Московское небо - Константин Градов
Я сидел в землянке за столом, спиной к двери. Передо мной стояла кружка с чаем, ещё горячая. Я держал её в обеих руках — не одной, как обычно, а в обеих, ладонью одной и снизу другой, как держат, когда боятся пролить. Чай не дрожал в кружке. Кружка дрожала чуть — я её прижал плотнее к столу.
Гладков снял с гвоздя гармонь и сел напротив, на ящик у двери. Чехол с гармони не снял — положил на колени, поверх чехла погладил мех ладонью.
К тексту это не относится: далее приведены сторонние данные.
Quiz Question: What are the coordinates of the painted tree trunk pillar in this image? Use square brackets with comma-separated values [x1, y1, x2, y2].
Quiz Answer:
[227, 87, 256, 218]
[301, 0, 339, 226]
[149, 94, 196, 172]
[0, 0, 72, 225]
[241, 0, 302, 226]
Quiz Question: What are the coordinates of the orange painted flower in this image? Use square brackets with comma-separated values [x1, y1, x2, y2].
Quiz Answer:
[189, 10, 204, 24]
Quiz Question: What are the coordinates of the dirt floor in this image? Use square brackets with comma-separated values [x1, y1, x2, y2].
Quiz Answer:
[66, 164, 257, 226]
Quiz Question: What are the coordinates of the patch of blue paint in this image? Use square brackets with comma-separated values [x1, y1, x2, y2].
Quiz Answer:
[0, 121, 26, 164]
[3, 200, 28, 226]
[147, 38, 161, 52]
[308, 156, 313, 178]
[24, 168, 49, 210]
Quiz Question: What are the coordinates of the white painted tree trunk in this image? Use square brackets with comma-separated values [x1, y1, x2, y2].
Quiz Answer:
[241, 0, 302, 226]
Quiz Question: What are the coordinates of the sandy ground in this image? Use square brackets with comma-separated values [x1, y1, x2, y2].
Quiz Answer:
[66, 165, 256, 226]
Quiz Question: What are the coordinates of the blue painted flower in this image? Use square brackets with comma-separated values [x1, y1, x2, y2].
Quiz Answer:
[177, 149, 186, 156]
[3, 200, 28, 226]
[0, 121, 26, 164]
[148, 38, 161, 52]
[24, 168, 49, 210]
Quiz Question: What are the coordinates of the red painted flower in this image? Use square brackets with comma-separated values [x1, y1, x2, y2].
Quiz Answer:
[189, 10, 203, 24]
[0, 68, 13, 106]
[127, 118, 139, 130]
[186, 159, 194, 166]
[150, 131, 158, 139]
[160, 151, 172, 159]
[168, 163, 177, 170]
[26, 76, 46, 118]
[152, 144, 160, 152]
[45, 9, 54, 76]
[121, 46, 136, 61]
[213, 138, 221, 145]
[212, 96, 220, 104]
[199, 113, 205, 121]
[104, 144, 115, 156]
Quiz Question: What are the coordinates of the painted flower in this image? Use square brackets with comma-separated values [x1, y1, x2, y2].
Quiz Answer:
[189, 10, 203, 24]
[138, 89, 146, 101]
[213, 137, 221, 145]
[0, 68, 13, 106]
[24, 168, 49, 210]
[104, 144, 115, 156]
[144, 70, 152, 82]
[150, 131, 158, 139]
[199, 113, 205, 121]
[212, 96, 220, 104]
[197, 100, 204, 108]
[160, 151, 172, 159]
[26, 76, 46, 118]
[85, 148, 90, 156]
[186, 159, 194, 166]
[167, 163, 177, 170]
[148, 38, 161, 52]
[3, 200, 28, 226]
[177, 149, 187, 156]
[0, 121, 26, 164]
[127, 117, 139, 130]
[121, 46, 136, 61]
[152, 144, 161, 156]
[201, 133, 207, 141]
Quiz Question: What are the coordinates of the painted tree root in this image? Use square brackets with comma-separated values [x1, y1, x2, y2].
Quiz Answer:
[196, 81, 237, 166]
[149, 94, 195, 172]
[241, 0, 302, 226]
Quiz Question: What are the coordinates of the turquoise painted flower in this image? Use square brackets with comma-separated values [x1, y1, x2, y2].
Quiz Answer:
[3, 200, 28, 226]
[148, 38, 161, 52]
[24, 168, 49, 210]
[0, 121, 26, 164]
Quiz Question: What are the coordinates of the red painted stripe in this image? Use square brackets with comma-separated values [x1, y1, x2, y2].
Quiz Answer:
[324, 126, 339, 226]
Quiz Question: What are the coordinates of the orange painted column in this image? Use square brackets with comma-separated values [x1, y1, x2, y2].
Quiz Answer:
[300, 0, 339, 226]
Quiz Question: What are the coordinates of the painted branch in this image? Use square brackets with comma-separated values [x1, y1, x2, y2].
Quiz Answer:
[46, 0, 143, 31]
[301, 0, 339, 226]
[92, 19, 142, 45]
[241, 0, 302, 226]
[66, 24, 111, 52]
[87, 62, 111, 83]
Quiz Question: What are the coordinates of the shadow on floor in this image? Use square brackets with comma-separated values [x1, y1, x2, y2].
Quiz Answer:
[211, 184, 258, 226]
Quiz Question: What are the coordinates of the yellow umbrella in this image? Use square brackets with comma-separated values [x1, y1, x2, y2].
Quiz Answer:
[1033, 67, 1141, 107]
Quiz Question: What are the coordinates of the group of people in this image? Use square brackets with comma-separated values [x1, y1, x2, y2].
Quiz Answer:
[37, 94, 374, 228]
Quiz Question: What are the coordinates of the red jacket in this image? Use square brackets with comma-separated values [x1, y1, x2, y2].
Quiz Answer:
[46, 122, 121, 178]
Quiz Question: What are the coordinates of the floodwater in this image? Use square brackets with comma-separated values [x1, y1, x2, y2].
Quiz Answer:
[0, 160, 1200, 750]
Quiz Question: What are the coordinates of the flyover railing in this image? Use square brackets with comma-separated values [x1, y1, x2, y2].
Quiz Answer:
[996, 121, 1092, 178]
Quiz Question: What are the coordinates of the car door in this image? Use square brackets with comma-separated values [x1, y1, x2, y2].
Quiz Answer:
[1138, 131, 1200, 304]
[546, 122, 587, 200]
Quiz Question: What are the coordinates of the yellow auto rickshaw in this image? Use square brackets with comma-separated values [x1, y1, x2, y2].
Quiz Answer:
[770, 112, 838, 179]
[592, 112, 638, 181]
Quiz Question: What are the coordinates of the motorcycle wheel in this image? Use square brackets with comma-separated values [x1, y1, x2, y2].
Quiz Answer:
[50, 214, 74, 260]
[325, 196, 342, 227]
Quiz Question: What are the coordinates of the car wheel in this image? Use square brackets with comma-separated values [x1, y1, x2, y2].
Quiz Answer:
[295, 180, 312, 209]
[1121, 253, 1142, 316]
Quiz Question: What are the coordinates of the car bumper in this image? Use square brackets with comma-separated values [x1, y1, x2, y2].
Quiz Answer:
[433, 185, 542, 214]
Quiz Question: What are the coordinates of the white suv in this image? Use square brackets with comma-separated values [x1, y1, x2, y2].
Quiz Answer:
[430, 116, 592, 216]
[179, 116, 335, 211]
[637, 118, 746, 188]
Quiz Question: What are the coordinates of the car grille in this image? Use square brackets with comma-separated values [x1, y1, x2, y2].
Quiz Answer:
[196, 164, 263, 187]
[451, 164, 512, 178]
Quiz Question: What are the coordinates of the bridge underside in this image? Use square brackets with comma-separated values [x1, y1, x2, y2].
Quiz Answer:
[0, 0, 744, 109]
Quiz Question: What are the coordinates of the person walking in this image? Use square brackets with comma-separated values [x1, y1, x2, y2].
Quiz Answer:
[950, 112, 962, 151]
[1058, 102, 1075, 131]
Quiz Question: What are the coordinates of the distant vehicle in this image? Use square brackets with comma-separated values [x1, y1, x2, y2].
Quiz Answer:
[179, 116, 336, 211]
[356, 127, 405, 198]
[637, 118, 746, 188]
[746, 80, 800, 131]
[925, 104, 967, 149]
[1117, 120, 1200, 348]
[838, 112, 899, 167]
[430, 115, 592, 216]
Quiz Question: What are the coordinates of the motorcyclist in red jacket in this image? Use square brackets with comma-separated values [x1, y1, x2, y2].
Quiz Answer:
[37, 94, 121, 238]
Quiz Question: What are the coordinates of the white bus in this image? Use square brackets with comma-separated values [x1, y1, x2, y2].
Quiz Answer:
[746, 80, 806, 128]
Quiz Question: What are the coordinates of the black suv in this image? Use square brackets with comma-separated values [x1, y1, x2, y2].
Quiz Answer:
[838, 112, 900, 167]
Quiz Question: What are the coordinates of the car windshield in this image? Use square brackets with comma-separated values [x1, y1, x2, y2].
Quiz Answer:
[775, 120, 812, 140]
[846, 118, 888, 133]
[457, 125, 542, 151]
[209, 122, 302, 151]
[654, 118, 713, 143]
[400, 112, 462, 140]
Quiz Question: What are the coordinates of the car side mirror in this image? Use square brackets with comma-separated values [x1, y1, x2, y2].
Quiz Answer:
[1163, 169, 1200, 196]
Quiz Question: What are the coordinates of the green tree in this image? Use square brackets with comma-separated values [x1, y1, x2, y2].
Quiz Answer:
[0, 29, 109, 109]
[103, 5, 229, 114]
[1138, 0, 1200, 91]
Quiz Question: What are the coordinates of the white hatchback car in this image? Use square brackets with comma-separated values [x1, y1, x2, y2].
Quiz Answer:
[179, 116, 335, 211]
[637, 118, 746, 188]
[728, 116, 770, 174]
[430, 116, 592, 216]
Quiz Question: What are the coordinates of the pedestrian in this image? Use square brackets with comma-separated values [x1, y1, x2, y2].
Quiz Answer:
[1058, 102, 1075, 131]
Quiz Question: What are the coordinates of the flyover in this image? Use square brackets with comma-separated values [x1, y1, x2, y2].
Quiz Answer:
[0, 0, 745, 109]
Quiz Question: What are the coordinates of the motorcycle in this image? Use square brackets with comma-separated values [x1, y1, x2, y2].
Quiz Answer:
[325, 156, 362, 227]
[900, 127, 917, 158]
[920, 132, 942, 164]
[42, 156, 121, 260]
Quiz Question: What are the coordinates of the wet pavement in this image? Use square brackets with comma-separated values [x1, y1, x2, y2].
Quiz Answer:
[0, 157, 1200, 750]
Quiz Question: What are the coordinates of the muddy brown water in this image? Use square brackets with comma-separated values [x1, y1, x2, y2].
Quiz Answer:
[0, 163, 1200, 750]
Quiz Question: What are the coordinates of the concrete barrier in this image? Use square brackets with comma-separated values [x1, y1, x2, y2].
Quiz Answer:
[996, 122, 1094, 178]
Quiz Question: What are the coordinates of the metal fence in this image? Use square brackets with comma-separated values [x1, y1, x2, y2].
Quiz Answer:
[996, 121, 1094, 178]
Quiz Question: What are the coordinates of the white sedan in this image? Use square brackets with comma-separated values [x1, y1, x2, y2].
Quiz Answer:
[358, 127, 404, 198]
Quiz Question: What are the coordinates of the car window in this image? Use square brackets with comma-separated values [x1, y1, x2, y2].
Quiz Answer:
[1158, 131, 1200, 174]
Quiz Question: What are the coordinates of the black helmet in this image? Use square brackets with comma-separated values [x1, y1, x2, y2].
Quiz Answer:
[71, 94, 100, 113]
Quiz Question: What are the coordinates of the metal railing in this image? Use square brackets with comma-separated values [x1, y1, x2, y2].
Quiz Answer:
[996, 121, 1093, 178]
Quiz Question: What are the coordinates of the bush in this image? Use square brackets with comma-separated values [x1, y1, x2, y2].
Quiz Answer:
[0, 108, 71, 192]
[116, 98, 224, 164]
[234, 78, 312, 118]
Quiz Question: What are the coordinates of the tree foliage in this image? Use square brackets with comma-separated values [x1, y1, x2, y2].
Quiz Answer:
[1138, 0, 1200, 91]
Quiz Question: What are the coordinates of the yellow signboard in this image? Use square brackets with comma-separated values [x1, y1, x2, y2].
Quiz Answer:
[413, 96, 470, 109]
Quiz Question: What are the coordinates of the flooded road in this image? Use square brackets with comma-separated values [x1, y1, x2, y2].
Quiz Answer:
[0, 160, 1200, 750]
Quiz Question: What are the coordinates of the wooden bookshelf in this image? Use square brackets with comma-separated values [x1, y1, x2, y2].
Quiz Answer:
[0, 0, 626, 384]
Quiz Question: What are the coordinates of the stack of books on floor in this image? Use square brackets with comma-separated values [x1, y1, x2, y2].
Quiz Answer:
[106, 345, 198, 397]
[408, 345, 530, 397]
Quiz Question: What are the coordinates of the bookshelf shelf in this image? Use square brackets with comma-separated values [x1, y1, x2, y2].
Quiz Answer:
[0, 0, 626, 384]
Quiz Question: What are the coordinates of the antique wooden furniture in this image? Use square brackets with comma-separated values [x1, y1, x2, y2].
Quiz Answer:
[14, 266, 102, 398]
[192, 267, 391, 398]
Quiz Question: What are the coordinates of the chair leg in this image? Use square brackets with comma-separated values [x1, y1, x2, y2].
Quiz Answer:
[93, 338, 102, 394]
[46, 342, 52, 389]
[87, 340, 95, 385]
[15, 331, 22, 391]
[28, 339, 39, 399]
— Будем петь, когда война кончится, командир. — Гладков не глядел на меня.
Я узнал фразу. Он повторял её ещё в июле, у Орши, в первый раз, когда я её услышал. Сегодня — третий или четвёртый.
— Будем, Жора. — Кружку я держал плотнее.
Захаров сидел у окна и смотрел в темноту. Темнело сейчас рано, к четырём уже сумерки, к пяти — ночь. Дроздов на нарах лежал лицом к стене. Резников у дальнего стола вынул записную книжку, положил перед собой, раскрыл — но не на пишущей странице, а на пустой. Карандаш он держал над страницей, не касаясь её. Так и сидел.
Я отпил из кружки. Чай был сладкий — Прокопенко, видимо, передал кому-то лишний кусок. Сахар в полку шёл по норме, и лишний кусок означал, что кому-то дали — а не дали, кто пьёт по-обычному.
В нагрудный я полез не сразу. Сначала вынул из кармана галифе огрызок карандаша, потом отвернулся от Гладкова и достал конверт, два листка от семнадцатого октября, листок с ПП 1187. Сложил их на столе аккуратной стопкой. Конверт от двадцать пятого — отдельно.
Что писать о бое — нельзя. Это пойдёт в военную цензуру и вычеркнут половину, а вторую половину перечтут в полку, и Бурцев потом мне скажет «не надо». Что писать о параде — тоже нечем. Я его не видел. Я его слышал. Она его тоже слышала, наверняка слышала, может быть, в её госпитале точно так же стояли все вокруг радио. Об этом писать ей нечем — это у нас одинаковое.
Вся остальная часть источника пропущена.